How do you make it "from Novelist to Marxist Public Intellectual"? David Wallace-Wells' profile of Benjamin Kunkel in New York magazine shares several secrets for this epic journey, and reveals several things about this contemporary mode of "Marxist Public Intellectual." Let's read closely, and see what we can learn about achieving that particular moniker.

First, a fact-check on the headline gloss: Technically, Kunkel became a novelist after he became a Marxist. As Wallace Wells reports,

Kunkel's been a Marxist since at least Deep Springs, the single-sex cowboys-and-classics California ranch college.

So how did Benjamin Kunkel go from Marxist to Marxist Novelist to Marxist Public Intellectual? In part by providing a "lifeline" to "the intellectual left through the Bush years," in the form of "radical literary platform" n+1:

When n+1 appeared ten years ago this fall, it was in a vacuum of dissent, just a couple of years since the collapse of a whole string of Gen-X magazines that were the closest the neoliberal '90s got to an intellectual counterculture: The Baffler, Hermenaut, Lingua Franca. "It had been this pipe dream on the order of, 'So we'll move upstate and found a commune,' " Kunkel says, remembering "our first very ugly issue. We wanted it to be like revolutionary red and it ended up being, like, Harvard crimson and I was like, Fuck.
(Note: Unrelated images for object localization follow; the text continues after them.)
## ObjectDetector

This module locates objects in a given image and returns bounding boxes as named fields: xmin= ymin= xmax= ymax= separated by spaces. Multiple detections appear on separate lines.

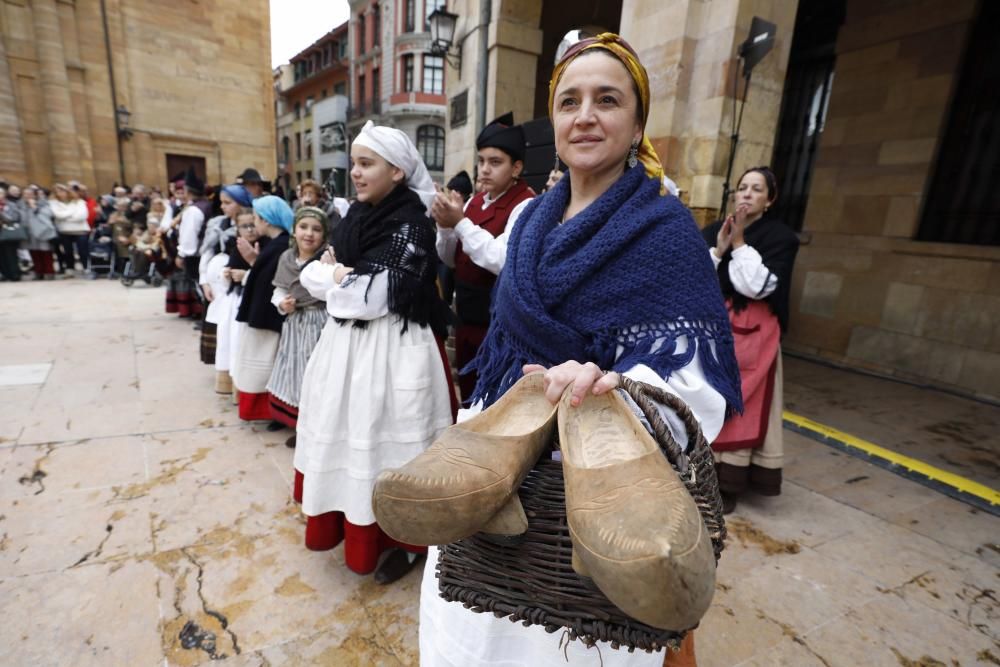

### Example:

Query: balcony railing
xmin=347 ymin=99 xmax=382 ymax=120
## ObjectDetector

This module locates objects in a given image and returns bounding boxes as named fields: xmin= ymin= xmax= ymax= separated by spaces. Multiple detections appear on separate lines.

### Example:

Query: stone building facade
xmin=276 ymin=24 xmax=350 ymax=196
xmin=347 ymin=0 xmax=448 ymax=185
xmin=0 ymin=0 xmax=275 ymax=193
xmin=441 ymin=0 xmax=999 ymax=400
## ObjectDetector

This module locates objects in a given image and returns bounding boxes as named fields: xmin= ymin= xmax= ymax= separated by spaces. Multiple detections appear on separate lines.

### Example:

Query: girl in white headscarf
xmin=293 ymin=122 xmax=458 ymax=584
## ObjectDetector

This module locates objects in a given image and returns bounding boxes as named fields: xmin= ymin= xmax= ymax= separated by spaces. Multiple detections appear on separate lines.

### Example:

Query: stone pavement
xmin=0 ymin=279 xmax=997 ymax=667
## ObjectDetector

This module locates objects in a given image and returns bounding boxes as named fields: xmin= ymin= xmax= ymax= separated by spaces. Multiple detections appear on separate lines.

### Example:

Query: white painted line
xmin=0 ymin=363 xmax=52 ymax=386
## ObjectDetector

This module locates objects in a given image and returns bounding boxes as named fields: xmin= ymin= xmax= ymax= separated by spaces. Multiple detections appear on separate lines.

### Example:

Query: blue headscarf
xmin=252 ymin=195 xmax=293 ymax=233
xmin=221 ymin=184 xmax=253 ymax=207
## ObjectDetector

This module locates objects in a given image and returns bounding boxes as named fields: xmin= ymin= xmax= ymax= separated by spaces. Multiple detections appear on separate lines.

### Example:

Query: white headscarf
xmin=352 ymin=120 xmax=437 ymax=213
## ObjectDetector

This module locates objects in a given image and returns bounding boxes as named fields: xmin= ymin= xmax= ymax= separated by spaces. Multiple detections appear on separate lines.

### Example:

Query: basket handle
xmin=619 ymin=376 xmax=704 ymax=477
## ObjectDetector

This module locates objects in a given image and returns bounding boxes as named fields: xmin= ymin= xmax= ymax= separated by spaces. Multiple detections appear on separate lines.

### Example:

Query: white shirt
xmin=435 ymin=195 xmax=534 ymax=275
xmin=158 ymin=201 xmax=175 ymax=232
xmin=300 ymin=262 xmax=389 ymax=320
xmin=177 ymin=205 xmax=205 ymax=258
xmin=710 ymin=244 xmax=779 ymax=299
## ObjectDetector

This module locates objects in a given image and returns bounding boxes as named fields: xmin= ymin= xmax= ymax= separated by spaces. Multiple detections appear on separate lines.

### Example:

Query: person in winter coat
xmin=0 ymin=185 xmax=26 ymax=281
xmin=23 ymin=186 xmax=58 ymax=279
xmin=50 ymin=183 xmax=90 ymax=276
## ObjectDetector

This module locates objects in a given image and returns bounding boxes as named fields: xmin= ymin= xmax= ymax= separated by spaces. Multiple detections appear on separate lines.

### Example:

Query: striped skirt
xmin=266 ymin=306 xmax=327 ymax=419
xmin=165 ymin=272 xmax=202 ymax=318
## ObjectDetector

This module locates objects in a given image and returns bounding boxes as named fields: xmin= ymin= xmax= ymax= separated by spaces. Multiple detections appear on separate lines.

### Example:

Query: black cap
xmin=183 ymin=167 xmax=204 ymax=195
xmin=236 ymin=168 xmax=263 ymax=184
xmin=446 ymin=170 xmax=473 ymax=200
xmin=476 ymin=112 xmax=525 ymax=163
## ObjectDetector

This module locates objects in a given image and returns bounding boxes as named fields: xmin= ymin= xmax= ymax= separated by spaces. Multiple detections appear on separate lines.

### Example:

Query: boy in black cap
xmin=432 ymin=112 xmax=536 ymax=403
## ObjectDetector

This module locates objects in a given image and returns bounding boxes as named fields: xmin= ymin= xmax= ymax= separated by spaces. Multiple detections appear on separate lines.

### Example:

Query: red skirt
xmin=713 ymin=300 xmax=781 ymax=452
xmin=238 ymin=391 xmax=271 ymax=421
xmin=303 ymin=510 xmax=426 ymax=574
xmin=268 ymin=393 xmax=298 ymax=429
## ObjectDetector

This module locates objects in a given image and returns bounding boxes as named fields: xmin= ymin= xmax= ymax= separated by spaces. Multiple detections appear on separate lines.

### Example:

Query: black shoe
xmin=721 ymin=492 xmax=737 ymax=515
xmin=265 ymin=420 xmax=284 ymax=432
xmin=285 ymin=435 xmax=296 ymax=448
xmin=374 ymin=549 xmax=423 ymax=585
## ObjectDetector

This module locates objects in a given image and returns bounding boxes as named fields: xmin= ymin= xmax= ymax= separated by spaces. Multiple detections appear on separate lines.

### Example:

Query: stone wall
xmin=0 ymin=0 xmax=275 ymax=192
xmin=786 ymin=0 xmax=1000 ymax=400
xmin=622 ymin=0 xmax=797 ymax=225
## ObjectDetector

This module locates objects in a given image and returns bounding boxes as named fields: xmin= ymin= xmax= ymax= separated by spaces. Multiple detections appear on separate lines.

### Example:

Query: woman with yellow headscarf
xmin=416 ymin=33 xmax=738 ymax=666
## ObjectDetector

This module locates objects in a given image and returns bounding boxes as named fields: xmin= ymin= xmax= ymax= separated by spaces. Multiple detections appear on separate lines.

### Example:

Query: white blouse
xmin=299 ymin=262 xmax=389 ymax=320
xmin=435 ymin=196 xmax=534 ymax=275
xmin=710 ymin=244 xmax=779 ymax=299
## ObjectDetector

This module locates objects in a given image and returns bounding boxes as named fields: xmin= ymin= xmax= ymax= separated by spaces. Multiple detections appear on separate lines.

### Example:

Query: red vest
xmin=454 ymin=180 xmax=534 ymax=325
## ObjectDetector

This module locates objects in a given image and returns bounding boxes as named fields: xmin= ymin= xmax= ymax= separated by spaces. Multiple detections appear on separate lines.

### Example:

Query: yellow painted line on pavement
xmin=784 ymin=410 xmax=1000 ymax=507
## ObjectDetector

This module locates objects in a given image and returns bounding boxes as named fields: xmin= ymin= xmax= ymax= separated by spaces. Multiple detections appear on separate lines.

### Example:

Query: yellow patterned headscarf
xmin=548 ymin=33 xmax=665 ymax=192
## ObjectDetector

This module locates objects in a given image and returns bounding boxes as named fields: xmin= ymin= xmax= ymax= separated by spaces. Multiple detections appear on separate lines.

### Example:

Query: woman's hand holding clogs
xmin=522 ymin=361 xmax=619 ymax=407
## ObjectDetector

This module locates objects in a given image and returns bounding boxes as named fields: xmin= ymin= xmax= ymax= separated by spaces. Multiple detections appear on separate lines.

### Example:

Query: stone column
xmin=30 ymin=0 xmax=83 ymax=182
xmin=0 ymin=31 xmax=28 ymax=183
xmin=622 ymin=0 xmax=797 ymax=225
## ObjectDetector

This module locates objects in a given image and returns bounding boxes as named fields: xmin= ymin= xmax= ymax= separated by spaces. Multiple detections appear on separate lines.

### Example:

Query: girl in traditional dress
xmin=703 ymin=167 xmax=799 ymax=513
xmin=293 ymin=121 xmax=454 ymax=584
xmin=199 ymin=185 xmax=252 ymax=368
xmin=212 ymin=209 xmax=257 ymax=396
xmin=418 ymin=33 xmax=740 ymax=667
xmin=265 ymin=206 xmax=329 ymax=448
xmin=231 ymin=196 xmax=292 ymax=423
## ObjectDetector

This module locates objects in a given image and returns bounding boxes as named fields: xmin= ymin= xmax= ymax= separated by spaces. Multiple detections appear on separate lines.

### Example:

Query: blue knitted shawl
xmin=467 ymin=163 xmax=743 ymax=413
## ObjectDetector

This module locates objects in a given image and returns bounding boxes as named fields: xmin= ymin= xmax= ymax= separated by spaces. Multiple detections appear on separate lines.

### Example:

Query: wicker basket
xmin=436 ymin=377 xmax=728 ymax=652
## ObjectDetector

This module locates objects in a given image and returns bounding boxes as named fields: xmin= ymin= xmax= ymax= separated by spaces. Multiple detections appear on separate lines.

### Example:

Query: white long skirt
xmin=232 ymin=326 xmax=280 ymax=394
xmin=212 ymin=291 xmax=241 ymax=372
xmin=294 ymin=315 xmax=452 ymax=525
xmin=420 ymin=547 xmax=665 ymax=667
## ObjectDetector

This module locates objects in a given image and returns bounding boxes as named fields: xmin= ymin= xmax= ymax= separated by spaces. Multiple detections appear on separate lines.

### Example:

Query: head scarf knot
xmin=352 ymin=120 xmax=437 ymax=213
xmin=548 ymin=32 xmax=666 ymax=193
xmin=252 ymin=195 xmax=293 ymax=233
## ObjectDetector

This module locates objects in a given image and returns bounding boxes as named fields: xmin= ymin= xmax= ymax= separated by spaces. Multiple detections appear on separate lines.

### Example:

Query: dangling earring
xmin=627 ymin=142 xmax=639 ymax=169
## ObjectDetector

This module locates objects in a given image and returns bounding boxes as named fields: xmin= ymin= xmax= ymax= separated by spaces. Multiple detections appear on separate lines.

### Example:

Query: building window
xmin=359 ymin=73 xmax=366 ymax=108
xmin=295 ymin=132 xmax=302 ymax=160
xmin=373 ymin=4 xmax=380 ymax=47
xmin=305 ymin=129 xmax=313 ymax=160
xmin=340 ymin=40 xmax=348 ymax=59
xmin=417 ymin=125 xmax=445 ymax=170
xmin=282 ymin=136 xmax=290 ymax=163
xmin=305 ymin=96 xmax=314 ymax=115
xmin=402 ymin=54 xmax=414 ymax=92
xmin=450 ymin=90 xmax=468 ymax=128
xmin=425 ymin=0 xmax=445 ymax=30
xmin=423 ymin=55 xmax=444 ymax=95
xmin=334 ymin=82 xmax=346 ymax=96
xmin=403 ymin=0 xmax=415 ymax=32
xmin=372 ymin=67 xmax=380 ymax=111
xmin=358 ymin=13 xmax=366 ymax=54
xmin=294 ymin=102 xmax=301 ymax=119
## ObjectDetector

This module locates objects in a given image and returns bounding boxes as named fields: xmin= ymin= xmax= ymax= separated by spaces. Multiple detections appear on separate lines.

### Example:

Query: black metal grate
xmin=770 ymin=0 xmax=845 ymax=232
xmin=918 ymin=0 xmax=1000 ymax=246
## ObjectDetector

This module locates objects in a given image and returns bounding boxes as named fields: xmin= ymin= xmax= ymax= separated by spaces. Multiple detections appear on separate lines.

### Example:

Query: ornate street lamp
xmin=116 ymin=105 xmax=133 ymax=140
xmin=427 ymin=7 xmax=461 ymax=69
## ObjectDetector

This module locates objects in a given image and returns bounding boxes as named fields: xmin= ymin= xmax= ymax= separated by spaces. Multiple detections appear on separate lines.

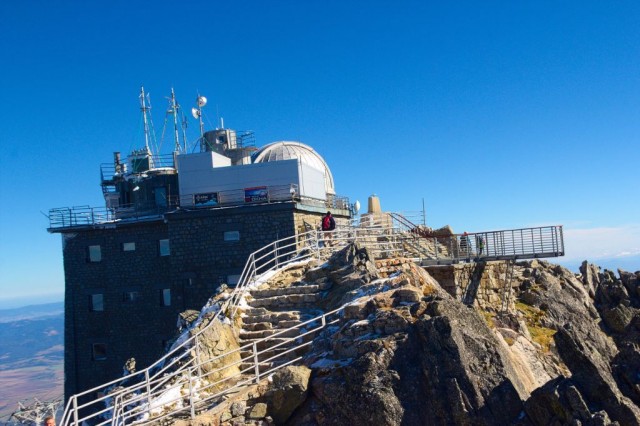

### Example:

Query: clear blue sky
xmin=0 ymin=1 xmax=638 ymax=306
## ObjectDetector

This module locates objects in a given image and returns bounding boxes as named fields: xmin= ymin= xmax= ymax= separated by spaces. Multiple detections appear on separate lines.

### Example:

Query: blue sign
xmin=244 ymin=186 xmax=268 ymax=202
xmin=194 ymin=192 xmax=219 ymax=206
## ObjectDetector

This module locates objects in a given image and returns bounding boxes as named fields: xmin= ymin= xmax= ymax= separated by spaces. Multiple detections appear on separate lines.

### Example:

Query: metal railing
xmin=58 ymin=228 xmax=330 ymax=426
xmin=59 ymin=220 xmax=564 ymax=425
xmin=100 ymin=155 xmax=177 ymax=182
xmin=47 ymin=185 xmax=351 ymax=230
xmin=416 ymin=226 xmax=564 ymax=265
xmin=57 ymin=223 xmax=401 ymax=425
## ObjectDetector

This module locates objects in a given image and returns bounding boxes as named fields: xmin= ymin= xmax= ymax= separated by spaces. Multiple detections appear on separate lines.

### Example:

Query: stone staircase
xmin=238 ymin=264 xmax=332 ymax=374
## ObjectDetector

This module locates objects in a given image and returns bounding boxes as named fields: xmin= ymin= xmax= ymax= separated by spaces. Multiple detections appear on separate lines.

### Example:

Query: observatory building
xmin=47 ymin=90 xmax=351 ymax=401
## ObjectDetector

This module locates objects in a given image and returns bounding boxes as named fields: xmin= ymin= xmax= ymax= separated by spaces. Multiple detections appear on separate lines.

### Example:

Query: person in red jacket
xmin=322 ymin=211 xmax=336 ymax=246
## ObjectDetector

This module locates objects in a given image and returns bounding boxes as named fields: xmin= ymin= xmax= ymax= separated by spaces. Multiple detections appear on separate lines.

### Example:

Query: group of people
xmin=460 ymin=231 xmax=485 ymax=257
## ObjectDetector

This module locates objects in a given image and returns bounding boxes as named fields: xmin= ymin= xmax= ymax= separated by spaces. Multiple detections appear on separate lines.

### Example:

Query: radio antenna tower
xmin=9 ymin=397 xmax=62 ymax=425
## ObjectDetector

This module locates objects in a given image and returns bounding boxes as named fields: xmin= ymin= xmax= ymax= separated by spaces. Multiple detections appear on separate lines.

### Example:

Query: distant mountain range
xmin=559 ymin=255 xmax=640 ymax=275
xmin=0 ymin=302 xmax=63 ymax=421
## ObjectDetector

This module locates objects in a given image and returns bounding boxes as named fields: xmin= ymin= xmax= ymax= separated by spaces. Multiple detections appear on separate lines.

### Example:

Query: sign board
xmin=194 ymin=192 xmax=219 ymax=207
xmin=244 ymin=186 xmax=268 ymax=203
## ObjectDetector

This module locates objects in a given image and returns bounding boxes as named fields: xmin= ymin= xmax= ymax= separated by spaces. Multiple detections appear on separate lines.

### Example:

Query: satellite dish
xmin=191 ymin=108 xmax=200 ymax=119
xmin=197 ymin=96 xmax=207 ymax=107
xmin=354 ymin=200 xmax=361 ymax=214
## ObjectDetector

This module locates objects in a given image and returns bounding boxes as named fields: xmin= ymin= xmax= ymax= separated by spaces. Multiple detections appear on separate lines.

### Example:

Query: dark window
xmin=90 ymin=294 xmax=104 ymax=311
xmin=161 ymin=288 xmax=171 ymax=306
xmin=224 ymin=231 xmax=240 ymax=241
xmin=123 ymin=291 xmax=142 ymax=303
xmin=122 ymin=242 xmax=136 ymax=252
xmin=88 ymin=245 xmax=101 ymax=262
xmin=92 ymin=343 xmax=107 ymax=361
xmin=155 ymin=187 xmax=167 ymax=207
xmin=159 ymin=239 xmax=170 ymax=256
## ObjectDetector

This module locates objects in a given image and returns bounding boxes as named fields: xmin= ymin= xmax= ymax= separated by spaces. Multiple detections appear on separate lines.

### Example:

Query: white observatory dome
xmin=252 ymin=141 xmax=335 ymax=194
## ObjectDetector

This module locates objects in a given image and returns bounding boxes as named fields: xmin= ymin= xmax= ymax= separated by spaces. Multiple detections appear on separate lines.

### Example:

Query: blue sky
xmin=0 ymin=1 xmax=638 ymax=306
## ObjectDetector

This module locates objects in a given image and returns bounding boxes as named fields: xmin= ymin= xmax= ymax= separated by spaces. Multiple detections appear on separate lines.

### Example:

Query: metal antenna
xmin=181 ymin=111 xmax=188 ymax=153
xmin=192 ymin=93 xmax=207 ymax=151
xmin=170 ymin=88 xmax=181 ymax=153
xmin=139 ymin=86 xmax=151 ymax=153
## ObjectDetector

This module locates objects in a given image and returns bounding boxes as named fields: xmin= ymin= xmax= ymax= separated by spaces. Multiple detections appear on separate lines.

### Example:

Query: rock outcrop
xmin=168 ymin=245 xmax=640 ymax=425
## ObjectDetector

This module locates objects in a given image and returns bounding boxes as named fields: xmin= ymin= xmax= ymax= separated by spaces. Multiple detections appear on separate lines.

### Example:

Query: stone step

That's the most telling production error that ever occurred. It looked like some in-house Harvard magazine and very ugly. Kind of heroically ugly."

In keeping with that heroic tradition, Kunkel and most of his n+1 peers ended up with establishment book deals. To Kunkel's great credit, he evinces some embarassment about the rapturous reception Indecision received. And also, consequent claustrophobia about the strictures "New York" was putting on his desire to write honestly and fully:

New York, by contrast, has "always seemed like a bit too much," he tells me. "The primary thing I think is just time and space—it's almost just a mathematical thing. There were too many people in New York and it required too much money and took too much time to do things that weren't writing."

Kunkel moved to Argentina, but did not, of course, abandon New York altogether:

We're sitting at the bar of a dingy, garden-level Spanish restaurant he says is the only place in the neighborhood of his Union Square–ish pied-à-terre here in New York he can still stand, just a few hours before kickoff.

Ah yes. The Marxist Union Square pied-à-terre, a long tradition in the movement, which property records show he purchased and paid off the mortgage on in 2006. With what money, who knows. Perhaps it's just the proceeds from Indecision's success.

Look: of course the main way in which Kunkel embodies the contemporary "Marxist public intellectual" is that he leads what some churlish blogger (hello!) could call an ethically compromised, or even just somewhat confusing and inconsistent, existence. Which makes him a human being and not a monster. Even just within leftist tradition there are plenty of people whose lives were structured such that they automatically compromised the politics those same people espoused in tracts, leftist journal articles, and dinner parties. Engels was the son of a rich factory owner. Sometimes life is complicated like that.

Although there are counter-examples too: the founders of the Partisan Review, on which n+1 sometimes seemed to want to model itself, were much less comfortably set up in life than someone like Kunkel is described as being in this article.

Not that Kunkel thinks material change is part of his remit. "I don't know how we're supposed to go about acquiring the power to do these things," he tells Wallace-Wells. "I see my role as more of being one of the people suggesting what it is we should try and do."